Gonfiore e digestione

Come migliorare e rendere più tranquilla la propria digestione?

Molte persone mi scrivono di avere problemi di gonfiore e pesantezza subito dopo mangiato. Questa sensazione può portarsi avanti per ore, creare stanchezza, e ripercuotersi anche a livello psicologico causando un “torpore” mentale che rimane per tutta la giornata.

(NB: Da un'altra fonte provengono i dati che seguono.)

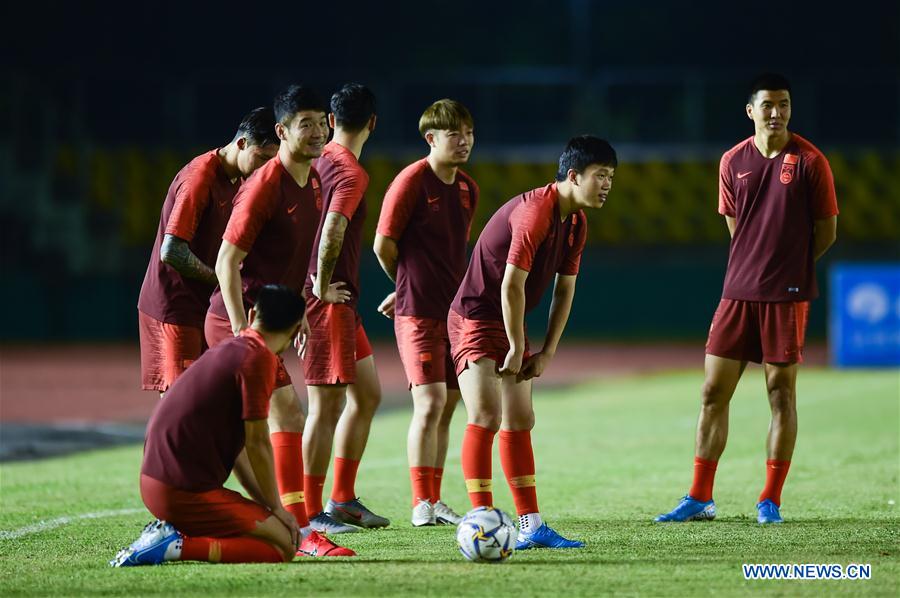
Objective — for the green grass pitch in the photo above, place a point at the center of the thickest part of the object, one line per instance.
(610, 455)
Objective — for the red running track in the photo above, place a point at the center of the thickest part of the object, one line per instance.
(89, 383)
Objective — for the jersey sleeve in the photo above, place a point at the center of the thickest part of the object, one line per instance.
(726, 188)
(575, 245)
(253, 206)
(399, 204)
(191, 199)
(529, 223)
(475, 194)
(821, 188)
(348, 192)
(256, 378)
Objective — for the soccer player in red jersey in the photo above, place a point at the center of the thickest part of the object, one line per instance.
(268, 240)
(180, 278)
(216, 409)
(534, 239)
(338, 363)
(776, 192)
(421, 245)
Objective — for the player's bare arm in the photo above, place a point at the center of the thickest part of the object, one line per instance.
(731, 223)
(330, 244)
(244, 474)
(387, 252)
(228, 271)
(824, 235)
(512, 299)
(176, 253)
(259, 453)
(560, 307)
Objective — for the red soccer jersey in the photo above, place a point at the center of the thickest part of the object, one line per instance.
(274, 221)
(774, 202)
(196, 432)
(528, 233)
(344, 183)
(430, 220)
(196, 210)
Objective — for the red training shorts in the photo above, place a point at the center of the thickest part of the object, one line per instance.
(166, 351)
(470, 340)
(218, 513)
(218, 329)
(337, 341)
(758, 331)
(425, 351)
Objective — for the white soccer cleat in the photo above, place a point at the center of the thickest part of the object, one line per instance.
(444, 515)
(423, 514)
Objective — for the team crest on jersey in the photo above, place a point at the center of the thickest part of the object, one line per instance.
(464, 195)
(318, 191)
(788, 167)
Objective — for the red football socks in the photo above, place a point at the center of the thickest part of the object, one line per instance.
(477, 446)
(776, 472)
(288, 452)
(229, 550)
(704, 475)
(436, 484)
(344, 479)
(421, 479)
(517, 459)
(313, 486)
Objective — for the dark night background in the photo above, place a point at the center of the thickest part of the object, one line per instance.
(100, 106)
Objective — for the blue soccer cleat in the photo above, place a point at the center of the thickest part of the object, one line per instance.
(690, 509)
(767, 512)
(150, 548)
(544, 537)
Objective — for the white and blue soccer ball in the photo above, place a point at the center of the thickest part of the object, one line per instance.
(486, 535)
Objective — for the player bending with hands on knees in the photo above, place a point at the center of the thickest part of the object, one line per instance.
(534, 239)
(215, 409)
(421, 244)
(268, 240)
(180, 277)
(776, 192)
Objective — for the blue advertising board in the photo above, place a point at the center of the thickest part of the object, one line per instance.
(864, 327)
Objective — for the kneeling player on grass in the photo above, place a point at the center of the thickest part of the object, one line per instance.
(214, 410)
(533, 238)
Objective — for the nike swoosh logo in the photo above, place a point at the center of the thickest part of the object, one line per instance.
(357, 516)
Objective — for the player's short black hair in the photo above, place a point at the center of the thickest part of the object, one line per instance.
(353, 105)
(297, 98)
(278, 308)
(768, 82)
(258, 127)
(582, 151)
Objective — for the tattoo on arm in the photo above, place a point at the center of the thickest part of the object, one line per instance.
(176, 253)
(330, 246)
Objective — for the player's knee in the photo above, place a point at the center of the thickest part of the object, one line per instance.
(487, 419)
(427, 415)
(519, 422)
(715, 394)
(782, 399)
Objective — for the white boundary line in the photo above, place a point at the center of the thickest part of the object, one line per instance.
(43, 526)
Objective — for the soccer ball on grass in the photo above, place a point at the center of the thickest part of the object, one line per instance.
(486, 535)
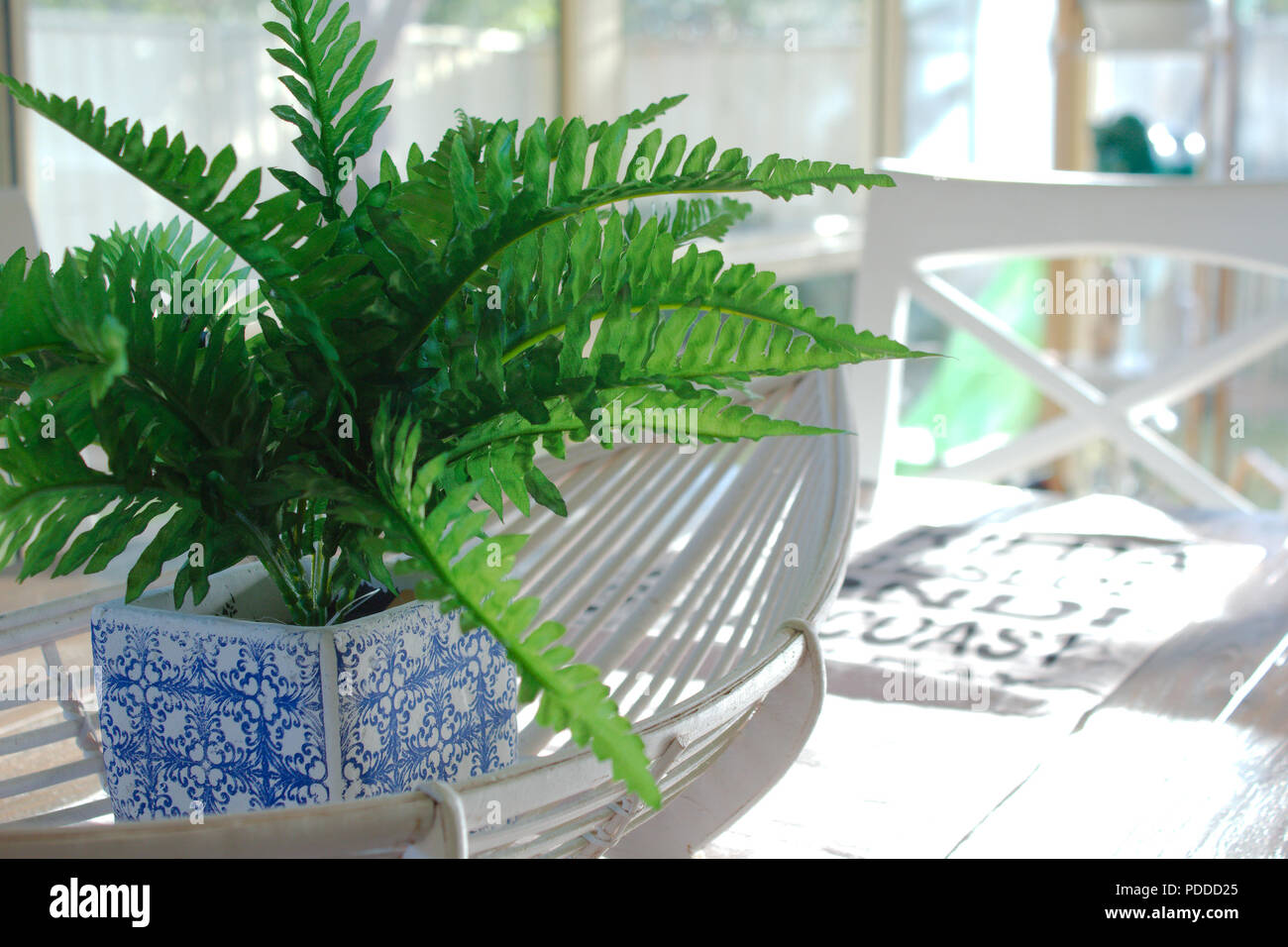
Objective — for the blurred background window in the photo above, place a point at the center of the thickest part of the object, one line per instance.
(1012, 86)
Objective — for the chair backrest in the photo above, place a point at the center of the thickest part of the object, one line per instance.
(928, 223)
(16, 224)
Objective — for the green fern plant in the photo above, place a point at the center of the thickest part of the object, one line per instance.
(442, 316)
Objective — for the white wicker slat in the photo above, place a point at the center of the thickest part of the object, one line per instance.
(69, 815)
(587, 804)
(690, 618)
(42, 736)
(43, 779)
(656, 603)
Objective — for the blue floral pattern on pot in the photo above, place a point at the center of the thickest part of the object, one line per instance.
(211, 714)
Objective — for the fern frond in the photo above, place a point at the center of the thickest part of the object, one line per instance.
(442, 535)
(55, 328)
(322, 84)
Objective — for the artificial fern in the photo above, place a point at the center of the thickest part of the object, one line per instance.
(407, 350)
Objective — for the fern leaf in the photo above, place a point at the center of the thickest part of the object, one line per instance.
(329, 69)
(442, 540)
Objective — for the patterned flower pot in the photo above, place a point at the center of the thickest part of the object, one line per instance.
(223, 707)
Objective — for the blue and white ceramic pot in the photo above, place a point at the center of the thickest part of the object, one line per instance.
(224, 707)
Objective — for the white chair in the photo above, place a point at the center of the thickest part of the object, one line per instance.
(930, 223)
(691, 581)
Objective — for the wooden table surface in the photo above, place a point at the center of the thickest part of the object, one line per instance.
(1168, 763)
(1147, 771)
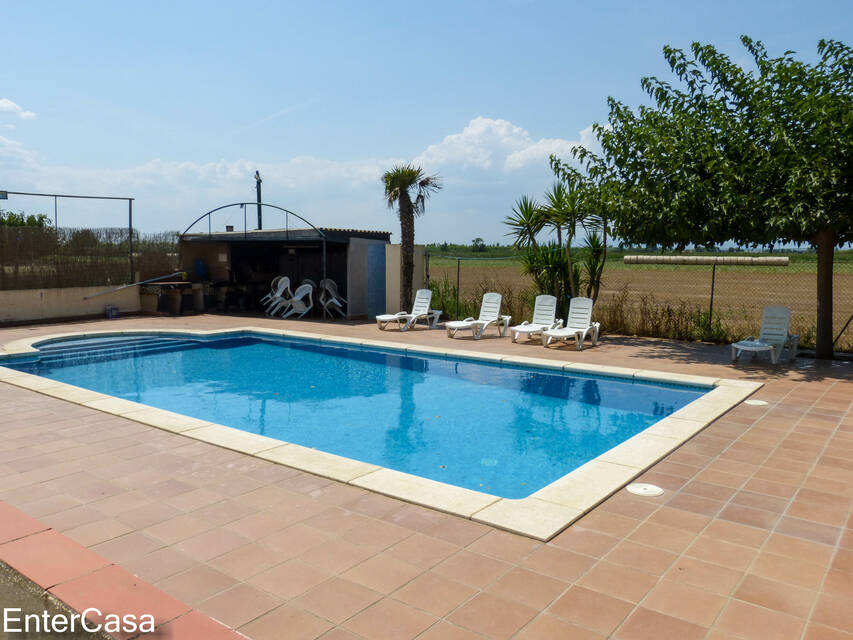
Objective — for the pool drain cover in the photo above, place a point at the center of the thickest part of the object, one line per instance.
(644, 489)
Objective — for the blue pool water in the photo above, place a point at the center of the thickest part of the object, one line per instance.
(504, 430)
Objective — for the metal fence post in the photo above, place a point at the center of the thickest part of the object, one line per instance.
(458, 262)
(711, 308)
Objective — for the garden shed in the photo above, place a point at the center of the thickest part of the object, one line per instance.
(236, 267)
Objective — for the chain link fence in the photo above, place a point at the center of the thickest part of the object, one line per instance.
(667, 301)
(37, 258)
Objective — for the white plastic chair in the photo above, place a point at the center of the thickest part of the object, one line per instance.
(279, 299)
(544, 312)
(774, 336)
(490, 313)
(579, 324)
(330, 298)
(297, 303)
(420, 310)
(273, 288)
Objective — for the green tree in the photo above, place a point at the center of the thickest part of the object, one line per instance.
(754, 157)
(11, 219)
(400, 183)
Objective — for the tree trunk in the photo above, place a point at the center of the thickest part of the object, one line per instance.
(825, 242)
(407, 249)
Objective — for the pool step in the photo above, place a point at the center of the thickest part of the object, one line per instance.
(92, 353)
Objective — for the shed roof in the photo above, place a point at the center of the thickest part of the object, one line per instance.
(287, 235)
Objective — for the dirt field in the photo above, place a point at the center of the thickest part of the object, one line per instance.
(740, 293)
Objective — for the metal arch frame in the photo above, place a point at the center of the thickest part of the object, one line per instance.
(243, 205)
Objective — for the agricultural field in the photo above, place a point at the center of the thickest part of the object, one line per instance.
(643, 298)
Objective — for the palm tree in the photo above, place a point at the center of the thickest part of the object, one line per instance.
(399, 182)
(563, 212)
(525, 222)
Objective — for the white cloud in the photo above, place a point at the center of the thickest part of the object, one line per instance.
(486, 143)
(7, 106)
(486, 166)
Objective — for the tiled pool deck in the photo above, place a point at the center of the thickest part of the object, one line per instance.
(752, 538)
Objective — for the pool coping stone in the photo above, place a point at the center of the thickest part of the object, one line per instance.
(541, 516)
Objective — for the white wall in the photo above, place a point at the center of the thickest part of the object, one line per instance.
(22, 305)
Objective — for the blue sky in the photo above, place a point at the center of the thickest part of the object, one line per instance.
(177, 104)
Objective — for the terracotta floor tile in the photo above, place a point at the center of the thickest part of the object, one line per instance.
(127, 547)
(238, 605)
(337, 599)
(527, 587)
(589, 542)
(376, 535)
(492, 616)
(196, 584)
(258, 525)
(390, 620)
(422, 551)
(159, 564)
(113, 589)
(197, 626)
(663, 537)
(703, 575)
(775, 595)
(211, 544)
(793, 571)
(722, 553)
(749, 516)
(178, 528)
(696, 504)
(504, 546)
(814, 531)
(434, 594)
(49, 558)
(336, 556)
(682, 601)
(735, 533)
(248, 560)
(147, 515)
(641, 557)
(288, 580)
(459, 531)
(591, 609)
(558, 563)
(679, 519)
(820, 632)
(833, 612)
(300, 625)
(221, 513)
(610, 523)
(645, 624)
(619, 582)
(382, 573)
(294, 540)
(545, 627)
(749, 621)
(93, 533)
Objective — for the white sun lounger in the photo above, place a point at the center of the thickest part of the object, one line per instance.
(774, 336)
(420, 311)
(544, 311)
(490, 313)
(579, 324)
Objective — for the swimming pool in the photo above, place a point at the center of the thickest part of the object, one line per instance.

In alcuni casi, portarsi avanti problemi digestivi anche a sera interferisce con il sonno, con la conseguenza che ti svegli la mattina già con la sensazione di pesantezza e certamente non con la carica giusta per affrontare la giornata.

Ma da cosa dipendono i problemi digestivi?

Le cause possono essere diverse, e in questo articolo ho raccolto le più comuni.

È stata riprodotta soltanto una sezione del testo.